Porostimur.com | Ambon: Pemilihan Kepala Desa (Pilkades) serentak terhadap delapan Desa ditambah satu Negeri Adat, di kota Ambon akan menggunakan sistem elektronik (e-voting). Kedelapan Desa itu antara lain; Wayame, Poka, Hunuth, Nania, Waiheru, Latta, dan desa Galala, serta satu negeri yakni Hative Kecil.
“Penggunaan sistem e-voting merupakan ketentuan Permendagri Nomor 72 Tahun 2020, yang merupakan perubahan kedua terhadap Permendagri 112 Tahun 2014 tentang Pemilihan Kepala Desa, yang mana harus menyesuaikan dengan kondisi pandemi,” kata Kepala Bagian (Kabag) Tata Pemerintahan Sekretariat Kota Ambon, Ema Waliulu, Rabu (2/6/2021) di Media Center Kota Ambon.

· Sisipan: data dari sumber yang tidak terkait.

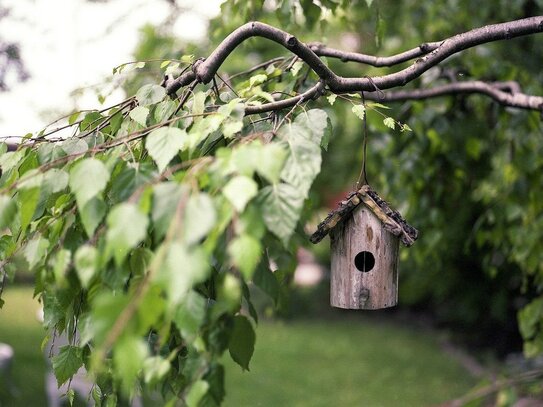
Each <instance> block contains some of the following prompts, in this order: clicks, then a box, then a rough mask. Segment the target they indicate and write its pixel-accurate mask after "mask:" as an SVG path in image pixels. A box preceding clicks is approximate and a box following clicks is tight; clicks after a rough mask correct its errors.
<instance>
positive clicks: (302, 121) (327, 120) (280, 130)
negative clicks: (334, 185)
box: [279, 109, 328, 198]
mask: <svg viewBox="0 0 543 407" xmlns="http://www.w3.org/2000/svg"><path fill="white" fill-rule="evenodd" d="M327 119H328V115H327V114H326V112H324V111H323V110H320V109H313V110H309V111H308V112H306V113H301V114H299V115H298V116H297V117H296V119H295V120H294V123H292V124H288V125H286V126H283V127H281V129H280V130H279V136H280V137H281V138H282V139H283V140H285V141H286V142H287V143H288V147H289V155H288V158H287V161H286V163H285V166H284V168H283V171H282V172H281V178H282V179H283V180H284V181H286V182H287V183H289V184H291V185H293V186H295V187H296V188H298V190H299V191H300V194H301V195H303V197H304V198H305V197H307V195H308V193H309V189H310V188H311V185H312V183H313V180H314V179H315V177H316V176H317V175H318V173H319V172H320V168H321V161H322V159H321V147H320V143H321V140H322V137H323V136H324V131H325V129H326V128H327V126H328V120H327Z"/></svg>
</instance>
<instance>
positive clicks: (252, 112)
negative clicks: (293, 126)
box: [245, 82, 324, 115]
mask: <svg viewBox="0 0 543 407" xmlns="http://www.w3.org/2000/svg"><path fill="white" fill-rule="evenodd" d="M323 93H324V83H323V82H318V83H317V84H316V85H315V86H313V87H311V88H309V89H308V90H307V91H305V92H304V93H302V94H300V95H297V96H294V97H291V98H288V99H282V100H278V101H277V102H272V103H266V104H263V105H260V106H247V107H245V114H246V115H250V114H256V113H265V112H271V111H275V110H280V109H285V108H287V107H292V106H295V105H297V104H299V103H302V102H305V101H307V100H311V99H316V98H318V97H319V96H320V95H322V94H323Z"/></svg>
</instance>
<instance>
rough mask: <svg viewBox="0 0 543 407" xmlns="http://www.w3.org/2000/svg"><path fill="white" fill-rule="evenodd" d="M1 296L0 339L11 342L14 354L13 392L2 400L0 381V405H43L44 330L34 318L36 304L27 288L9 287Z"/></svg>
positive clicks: (44, 381) (44, 365)
mask: <svg viewBox="0 0 543 407" xmlns="http://www.w3.org/2000/svg"><path fill="white" fill-rule="evenodd" d="M2 298H3V299H4V300H5V301H6V303H5V304H4V307H3V308H2V309H1V310H0V342H3V343H7V344H8V345H11V346H12V347H13V349H14V350H15V357H14V363H13V370H12V375H11V376H12V379H13V385H14V386H12V387H14V388H13V389H12V390H13V391H14V394H13V395H12V396H11V397H10V398H8V399H7V400H6V398H5V397H6V390H7V389H6V388H5V383H3V382H0V386H2V387H3V388H2V389H1V390H0V394H1V395H2V397H3V398H0V406H10V407H11V406H44V405H45V404H44V401H45V366H46V365H45V358H44V353H43V352H42V351H41V350H40V347H41V342H42V340H43V338H44V336H45V330H44V329H43V328H42V325H41V323H40V322H39V321H38V319H37V311H38V310H39V309H40V304H39V303H38V302H37V301H36V300H33V299H32V289H31V288H29V287H24V288H21V287H14V288H9V289H7V290H6V291H5V292H4V294H3V295H2ZM0 380H1V379H0Z"/></svg>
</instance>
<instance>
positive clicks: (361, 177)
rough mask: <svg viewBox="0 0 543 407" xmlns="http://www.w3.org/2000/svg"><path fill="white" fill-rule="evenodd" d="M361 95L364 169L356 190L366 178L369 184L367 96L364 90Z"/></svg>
mask: <svg viewBox="0 0 543 407" xmlns="http://www.w3.org/2000/svg"><path fill="white" fill-rule="evenodd" d="M360 95H361V96H362V105H363V106H364V118H363V119H362V126H363V128H362V132H363V138H362V169H361V170H360V175H359V176H358V180H357V181H356V190H357V191H358V189H359V188H360V182H361V181H362V180H364V185H368V184H369V183H368V177H367V174H366V158H367V149H368V121H367V117H368V112H367V109H366V98H365V97H364V92H363V91H362V92H360Z"/></svg>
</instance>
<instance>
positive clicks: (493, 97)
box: [366, 81, 543, 111]
mask: <svg viewBox="0 0 543 407" xmlns="http://www.w3.org/2000/svg"><path fill="white" fill-rule="evenodd" d="M470 93H479V94H483V95H487V96H490V97H491V98H492V99H494V100H495V101H497V102H499V103H501V104H502V105H504V106H511V107H518V108H521V109H529V110H540V111H543V97H541V96H531V95H527V94H525V93H522V92H520V89H519V87H518V84H516V82H513V83H510V82H495V83H487V82H482V81H468V82H454V83H449V84H446V85H441V86H435V87H433V88H430V89H412V90H401V91H388V92H383V93H382V94H381V95H380V97H379V96H378V95H377V94H368V95H367V96H366V99H370V100H378V101H380V102H401V101H405V100H421V99H429V98H435V97H439V96H446V95H454V94H470Z"/></svg>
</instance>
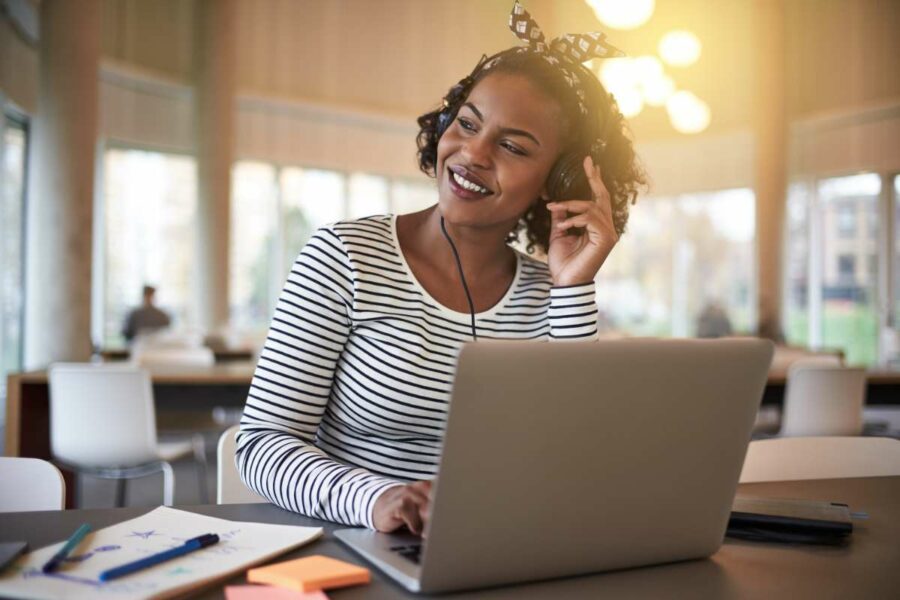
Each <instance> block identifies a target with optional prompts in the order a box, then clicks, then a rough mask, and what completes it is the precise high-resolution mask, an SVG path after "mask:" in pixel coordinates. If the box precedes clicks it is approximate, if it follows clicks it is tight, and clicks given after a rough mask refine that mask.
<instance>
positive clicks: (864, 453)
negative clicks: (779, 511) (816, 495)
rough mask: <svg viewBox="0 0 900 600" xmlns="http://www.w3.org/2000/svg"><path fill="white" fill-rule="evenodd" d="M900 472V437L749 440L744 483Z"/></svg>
mask: <svg viewBox="0 0 900 600" xmlns="http://www.w3.org/2000/svg"><path fill="white" fill-rule="evenodd" d="M896 475H900V440H895V439H891V438H877V437H797V438H776V439H770V440H758V441H754V442H750V447H749V448H748V449H747V457H746V459H745V460H744V468H743V470H742V471H741V479H740V482H741V483H756V482H761V481H799V480H803V479H838V478H841V479H843V478H849V477H883V476H896Z"/></svg>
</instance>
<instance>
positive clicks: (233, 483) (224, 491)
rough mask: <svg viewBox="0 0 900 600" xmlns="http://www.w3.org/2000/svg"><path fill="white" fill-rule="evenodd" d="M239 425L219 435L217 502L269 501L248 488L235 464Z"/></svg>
mask: <svg viewBox="0 0 900 600" xmlns="http://www.w3.org/2000/svg"><path fill="white" fill-rule="evenodd" d="M239 428H240V426H239V425H234V426H232V427H229V428H228V429H226V430H225V432H224V433H223V434H222V435H221V437H219V452H218V462H219V468H218V478H217V479H218V483H217V484H216V503H218V504H245V503H253V502H268V500H266V499H265V498H263V497H262V496H260V495H259V494H257V493H256V492H254V491H253V490H251V489H250V488H248V487H247V486H246V485H244V482H243V481H241V476H240V474H239V473H238V470H237V466H236V465H235V464H234V453H235V450H236V449H237V442H236V441H235V436H236V435H237V432H238V429H239Z"/></svg>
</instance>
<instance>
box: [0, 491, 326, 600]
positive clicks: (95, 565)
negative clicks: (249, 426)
mask: <svg viewBox="0 0 900 600" xmlns="http://www.w3.org/2000/svg"><path fill="white" fill-rule="evenodd" d="M204 533H216V534H217V535H218V536H219V538H220V541H219V543H218V544H215V545H213V546H210V547H208V548H204V549H203V550H198V551H197V552H192V553H191V554H188V555H186V556H182V557H180V558H178V559H176V560H173V561H170V562H166V563H162V564H159V565H156V566H154V567H151V568H149V569H146V570H144V571H140V572H138V573H134V574H132V575H129V576H128V577H123V578H122V579H117V580H114V581H109V582H102V581H100V573H102V572H103V571H105V570H107V569H110V568H112V567H117V566H120V565H123V564H126V563H129V562H131V561H134V560H136V559H139V558H143V557H145V556H147V555H149V554H155V553H157V552H160V551H162V550H166V549H169V548H172V547H173V546H176V545H180V544H183V543H184V541H185V539H188V538H192V537H197V536H198V535H201V534H204ZM321 535H322V528H321V527H296V526H292V525H271V524H267V523H248V522H240V521H228V520H226V519H217V518H215V517H209V516H206V515H200V514H196V513H193V512H190V511H183V510H177V509H174V508H170V507H168V506H161V507H159V508H156V509H154V510H152V511H150V512H148V513H147V514H145V515H142V516H140V517H137V518H135V519H130V520H127V521H123V522H122V523H118V524H116V525H111V526H110V527H104V528H103V529H99V530H97V531H96V532H94V533H93V534H92V535H91V536H90V539H89V540H88V543H84V544H82V545H81V546H80V547H79V549H78V553H77V554H76V555H73V556H70V557H69V559H68V560H67V561H66V563H65V565H64V566H63V568H61V569H60V570H59V571H58V572H54V573H44V572H43V570H42V569H41V567H42V566H43V565H44V564H45V563H46V562H47V560H48V559H49V558H50V557H51V556H53V554H55V553H56V551H57V550H59V548H60V547H61V546H62V543H58V544H53V545H51V546H47V547H46V548H41V549H40V550H36V551H35V552H32V553H31V554H28V555H26V556H24V557H22V558H20V559H18V560H17V561H16V562H15V563H14V564H13V565H11V566H10V568H8V569H6V570H4V571H3V572H2V573H0V597H2V598H29V599H40V600H45V599H54V598H65V599H66V600H98V599H102V600H141V599H156V598H170V597H172V596H178V595H181V596H183V595H186V594H187V593H188V592H190V591H192V590H194V589H196V588H198V587H201V586H203V585H204V584H207V583H210V582H213V581H219V580H221V579H223V578H225V577H227V576H229V575H231V574H233V573H243V572H244V571H245V570H246V569H247V568H248V567H252V566H253V565H258V564H261V563H264V562H266V561H269V560H272V559H273V558H274V557H275V556H277V555H279V554H281V553H283V552H286V551H288V550H291V549H293V548H297V547H299V546H302V545H303V544H306V543H308V542H311V541H312V540H314V539H316V538H318V537H319V536H321Z"/></svg>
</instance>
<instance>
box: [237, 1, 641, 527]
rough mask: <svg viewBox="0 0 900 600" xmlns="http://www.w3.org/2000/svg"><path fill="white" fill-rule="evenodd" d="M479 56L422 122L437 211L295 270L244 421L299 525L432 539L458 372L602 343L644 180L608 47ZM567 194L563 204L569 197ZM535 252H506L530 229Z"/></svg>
mask: <svg viewBox="0 0 900 600" xmlns="http://www.w3.org/2000/svg"><path fill="white" fill-rule="evenodd" d="M511 28H512V29H513V32H514V33H516V35H517V36H519V37H520V39H522V40H523V41H526V42H527V44H528V45H527V46H521V47H516V48H513V49H510V50H508V51H505V52H502V53H500V54H498V55H495V56H493V57H491V58H490V59H488V58H485V59H483V60H482V61H481V62H479V64H478V65H477V66H476V68H475V70H474V71H473V72H472V74H471V75H469V76H468V77H466V78H464V79H463V80H462V81H460V82H459V83H458V84H457V85H455V86H454V87H453V88H451V90H450V92H449V93H448V95H447V96H446V98H445V99H444V103H443V105H442V107H441V108H440V109H438V110H436V111H433V112H430V113H427V114H426V115H423V116H422V117H421V118H420V119H419V124H420V127H421V131H420V133H419V136H418V142H419V162H420V166H421V168H422V169H423V170H425V171H426V172H428V173H429V174H431V175H433V176H434V177H435V179H436V183H437V188H438V203H437V204H436V205H434V206H431V207H429V208H427V209H425V210H422V211H419V212H415V213H411V214H404V215H400V216H394V215H376V216H371V217H365V218H362V219H355V220H350V221H341V222H338V223H335V224H333V225H329V226H325V227H322V228H320V229H319V230H318V231H317V232H316V234H315V235H314V236H313V238H312V239H311V240H310V242H309V243H308V244H307V245H306V247H305V248H304V249H303V251H302V252H301V253H300V256H299V257H298V258H297V260H296V262H295V263H294V267H293V269H292V270H291V273H290V275H289V277H288V281H287V283H286V284H285V287H284V290H283V291H282V294H281V297H280V299H279V302H278V306H277V307H276V310H275V316H274V318H273V320H272V324H271V327H270V330H269V335H268V338H267V341H266V345H265V348H264V350H263V352H262V354H261V356H260V360H259V364H258V366H257V369H256V373H255V375H254V378H253V383H252V385H251V390H250V395H249V398H248V399H247V405H246V408H245V411H244V416H243V418H242V421H241V433H240V435H239V437H238V453H237V462H238V467H239V469H240V472H241V475H242V477H243V479H244V481H245V483H246V484H247V485H248V486H249V487H250V488H252V489H253V490H255V491H256V492H258V493H259V494H261V495H263V496H265V497H267V498H269V499H270V500H271V501H272V502H274V503H276V504H278V505H280V506H282V507H284V508H286V509H288V510H293V511H297V512H301V513H303V514H306V515H310V516H314V517H319V518H324V519H330V520H334V521H338V522H341V523H347V524H352V525H364V526H367V527H372V528H377V529H379V530H382V531H393V530H395V529H398V528H401V527H404V526H405V527H407V528H408V529H410V530H411V531H413V532H415V533H420V532H422V531H423V530H424V528H425V526H426V525H427V520H428V514H429V503H430V498H429V492H430V489H431V483H430V481H431V479H432V478H433V477H434V476H435V474H436V473H437V465H438V460H439V458H440V450H441V444H442V439H443V432H444V426H445V423H446V417H447V410H448V402H449V398H450V392H451V387H452V383H453V377H454V372H455V368H456V359H457V356H458V354H459V351H460V349H461V347H462V345H463V343H465V342H470V341H473V340H481V339H520V340H521V339H527V340H536V341H552V342H557V341H565V340H578V341H591V340H595V339H597V305H596V302H595V299H594V294H595V292H594V277H595V276H596V274H597V272H598V270H599V269H600V267H601V265H602V264H603V262H604V261H605V260H606V257H607V256H608V255H609V253H610V251H611V250H612V248H613V246H614V245H615V243H616V241H617V240H618V237H619V235H621V233H622V232H623V231H624V227H625V222H626V220H627V215H628V205H629V203H630V202H631V201H633V200H634V198H635V196H636V193H637V189H638V187H639V186H640V185H641V184H642V183H643V176H642V174H641V171H640V169H639V167H638V166H637V165H636V162H635V156H634V151H633V149H632V146H631V142H630V140H629V139H628V137H627V135H626V131H625V126H624V121H623V119H622V116H621V114H620V113H619V112H618V110H617V109H616V107H615V103H614V102H613V101H612V99H611V97H610V96H609V95H608V94H606V92H605V90H603V88H602V86H601V85H600V83H599V82H598V81H597V80H596V78H595V77H594V76H593V75H592V74H591V73H590V72H589V71H588V70H587V69H585V68H584V67H583V66H582V65H581V63H582V62H583V61H585V60H588V59H590V58H597V57H603V56H612V55H616V54H617V53H618V51H616V50H615V49H614V48H612V47H611V46H609V45H607V44H606V43H605V41H604V38H603V36H602V35H601V34H587V35H583V36H571V35H569V36H564V37H562V38H557V39H556V40H553V41H552V42H550V43H549V44H548V43H546V42H544V38H543V34H542V33H541V32H540V29H539V28H538V27H537V25H536V24H535V23H534V21H533V20H531V18H530V16H529V15H528V14H527V13H526V12H525V11H524V10H523V9H522V8H521V7H520V6H518V5H516V7H515V8H514V12H513V15H512V20H511ZM563 192H565V193H563ZM523 229H524V231H525V234H526V235H527V238H528V242H529V243H528V251H529V253H530V252H532V251H533V249H534V247H535V246H537V247H539V248H540V249H541V250H542V251H544V252H546V254H547V262H546V263H544V262H540V261H538V260H536V259H534V258H532V257H531V256H529V255H528V254H524V253H520V252H518V251H516V250H515V249H514V248H512V247H511V246H510V242H511V241H512V240H514V239H515V238H516V235H517V233H518V232H519V231H520V230H523Z"/></svg>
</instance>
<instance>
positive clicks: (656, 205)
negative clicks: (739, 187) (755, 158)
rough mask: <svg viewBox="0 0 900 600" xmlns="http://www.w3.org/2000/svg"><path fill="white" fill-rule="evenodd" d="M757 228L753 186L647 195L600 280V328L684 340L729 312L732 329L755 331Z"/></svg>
mask: <svg viewBox="0 0 900 600" xmlns="http://www.w3.org/2000/svg"><path fill="white" fill-rule="evenodd" d="M755 232H756V218H755V199H754V195H753V192H752V191H750V190H749V189H734V190H723V191H719V192H711V193H702V194H684V195H681V196H675V197H666V198H661V197H645V198H641V199H640V201H639V202H638V204H637V205H636V206H635V207H634V210H633V211H632V214H631V218H630V220H629V223H628V230H627V232H626V233H625V235H624V236H623V237H622V240H621V241H620V242H619V244H618V245H617V246H616V248H615V250H614V251H613V253H612V254H611V255H610V257H609V259H608V260H607V263H606V264H605V265H604V266H603V268H602V269H601V270H600V274H599V275H598V278H597V298H598V304H599V306H600V310H601V316H602V318H603V319H605V321H606V323H601V325H606V326H608V327H610V328H614V329H619V330H622V331H626V332H628V333H632V334H636V335H654V336H679V337H683V336H693V335H697V334H698V333H699V334H702V333H704V332H703V327H702V322H703V315H704V314H711V313H715V314H716V315H719V316H721V315H722V313H724V315H725V317H726V318H727V320H728V321H729V322H730V327H731V329H732V331H734V332H750V331H752V330H753V329H754V327H755V323H756V315H755V304H756V300H755V299H756V294H755V287H756V283H755V281H756V276H755V264H756V263H755V251H754V237H755Z"/></svg>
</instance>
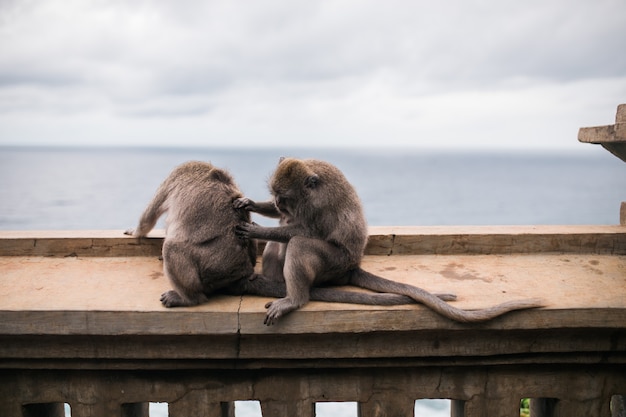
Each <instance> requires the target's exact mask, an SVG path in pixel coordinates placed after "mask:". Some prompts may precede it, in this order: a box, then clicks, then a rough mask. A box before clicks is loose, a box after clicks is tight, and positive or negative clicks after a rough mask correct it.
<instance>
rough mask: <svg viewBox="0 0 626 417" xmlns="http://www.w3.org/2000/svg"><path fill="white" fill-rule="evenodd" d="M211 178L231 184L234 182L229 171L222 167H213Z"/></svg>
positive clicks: (224, 182)
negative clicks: (218, 167)
mask: <svg viewBox="0 0 626 417" xmlns="http://www.w3.org/2000/svg"><path fill="white" fill-rule="evenodd" d="M211 179H213V180H216V181H219V182H223V183H225V184H230V183H231V182H232V178H231V176H230V175H228V173H226V172H224V171H222V170H221V169H213V170H211Z"/></svg>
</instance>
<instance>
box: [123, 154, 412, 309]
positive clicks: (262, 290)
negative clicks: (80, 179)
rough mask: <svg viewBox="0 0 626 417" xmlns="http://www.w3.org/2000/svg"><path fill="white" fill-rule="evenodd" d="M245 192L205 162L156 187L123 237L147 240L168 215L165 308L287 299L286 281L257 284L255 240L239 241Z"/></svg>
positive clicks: (165, 258)
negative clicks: (160, 218)
mask: <svg viewBox="0 0 626 417" xmlns="http://www.w3.org/2000/svg"><path fill="white" fill-rule="evenodd" d="M242 196H243V194H242V193H241V192H240V191H239V188H238V187H237V185H236V184H235V182H234V181H233V178H232V177H231V175H230V174H229V173H228V172H227V171H225V170H222V169H219V168H217V167H214V166H213V165H211V164H210V163H206V162H186V163H184V164H182V165H180V166H178V167H176V168H175V169H174V170H173V171H172V172H171V173H170V174H169V176H168V177H167V178H166V179H165V181H163V183H162V184H161V185H160V186H159V188H158V189H157V191H156V193H155V195H154V197H153V199H152V201H151V202H150V203H149V204H148V207H146V209H145V210H144V212H143V214H142V215H141V218H140V219H139V224H138V226H137V228H136V229H134V230H133V229H129V230H127V231H126V232H125V233H126V234H127V235H132V236H136V237H145V236H146V235H147V234H148V232H149V231H150V230H152V228H153V227H154V225H155V224H156V222H157V220H158V219H159V217H161V216H162V215H163V214H165V212H167V222H166V223H167V228H166V232H165V241H164V242H163V271H164V273H165V275H166V276H167V278H168V279H169V281H170V283H171V284H172V287H174V289H173V290H170V291H167V292H165V293H163V294H162V295H161V302H162V303H163V305H164V306H165V307H182V306H193V305H197V304H201V303H204V302H206V301H207V300H208V296H209V295H210V294H212V293H215V292H221V293H227V294H239V295H241V294H244V293H246V290H247V289H248V288H249V287H257V288H256V289H255V290H254V292H253V293H254V294H257V295H265V296H270V297H284V296H285V294H286V287H285V281H284V280H282V279H277V280H276V281H275V282H267V281H265V280H264V279H259V280H258V281H256V280H255V278H256V275H255V274H254V265H255V263H256V249H257V248H256V240H252V239H244V240H242V239H239V238H237V237H236V236H235V235H234V234H233V232H232V231H233V228H234V227H235V226H236V225H243V224H247V223H248V222H249V221H250V213H249V211H248V210H245V209H241V208H235V207H233V202H234V201H236V199H238V198H240V197H242ZM311 299H313V300H320V301H341V302H347V303H358V304H377V305H395V304H407V303H411V302H413V301H412V300H411V299H410V298H408V297H404V296H401V295H396V294H357V293H353V292H349V291H337V290H332V292H330V293H329V290H327V289H325V288H320V289H319V290H317V289H314V290H313V291H312V292H311Z"/></svg>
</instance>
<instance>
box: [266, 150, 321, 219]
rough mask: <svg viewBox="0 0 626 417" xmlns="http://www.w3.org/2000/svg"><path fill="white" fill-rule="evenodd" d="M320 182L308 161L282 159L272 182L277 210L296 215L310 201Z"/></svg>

Dirinya menjelaskan, pelaksanaan Pilkades serentak masih menunggu Peraturan Walikota (Perwali), sebagai dasar hukum pelaksanaannya, sementara itu, dua desa yakni Latta dan Galala, telah ditetapkan sebagai tempat simulasi pelaksanaan e-voting yang berbasis teknologi.
“Latta dan Galala menjadi pilihan karena jumlah Daftar Pemilih Sementara (DPS) di kedua Desa itu paling sedikit jumlahnya dibandingkan dengan desa lainnya dalam pilkades serentak,” jelas Kabag.
Dikatakan, dengan sistem e-voting proses pemberian suara akan lebih akurat, karena langsung terkoneksi dengan KTP elektronik. Oleh sebab itu, NIK masing – masing pemilih harus sudah ter -validasi pada Dinas Dukcapil Kota Ambon.